A Subbuteo-Inspired Rolling Isolation System for Protecting Rigid Blocks

Abstract

This study investigates a Subbuteo-inspired rolling isolation system (RIS) as an effective means for protecting rigid blocks. The block is assumed to be rigidly connected to a curved base sector, allowing it to roll back and forth freely under dynamic excitations. The intrinsic trait of the proposed isolation concept is that the rigid block is part of the isolation system, affecting its dynamical behavior by lowering the system's center of mass. Conventional RISs utilize spherical or cylindrical rolling elements between the structure and its foundation to decouple seismic forces and reduce the transmission of ground motion. These systems capitalize on the rolling mechanism's ability to convert translational motion into rotational motion, thus diminishing the acceleration and forces experienced by the superstructure. Key findings demonstrate that in the proposed isolation system this mechanism is further improved due to the lowered center of mass, which results in a significant improvement in the seismic resilience of rigid blocks.

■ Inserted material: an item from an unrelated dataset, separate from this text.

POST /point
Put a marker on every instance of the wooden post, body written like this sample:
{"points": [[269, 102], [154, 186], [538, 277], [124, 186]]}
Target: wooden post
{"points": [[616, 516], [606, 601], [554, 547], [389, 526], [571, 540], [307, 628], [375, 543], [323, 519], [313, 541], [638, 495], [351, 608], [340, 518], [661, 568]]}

The system's ability to self-center after rotation and its inherent simplicity make it an alternative to conventional isolation methods. The study also addresses the potential limitations and challenges, including stability under large rotations and the impact of rolling resistance. Overall, this work provides a comprehensive understanding of the behavior, performance, design, and practical implementation of the new RIS, paving the way for its broader application in seismic protection strategies.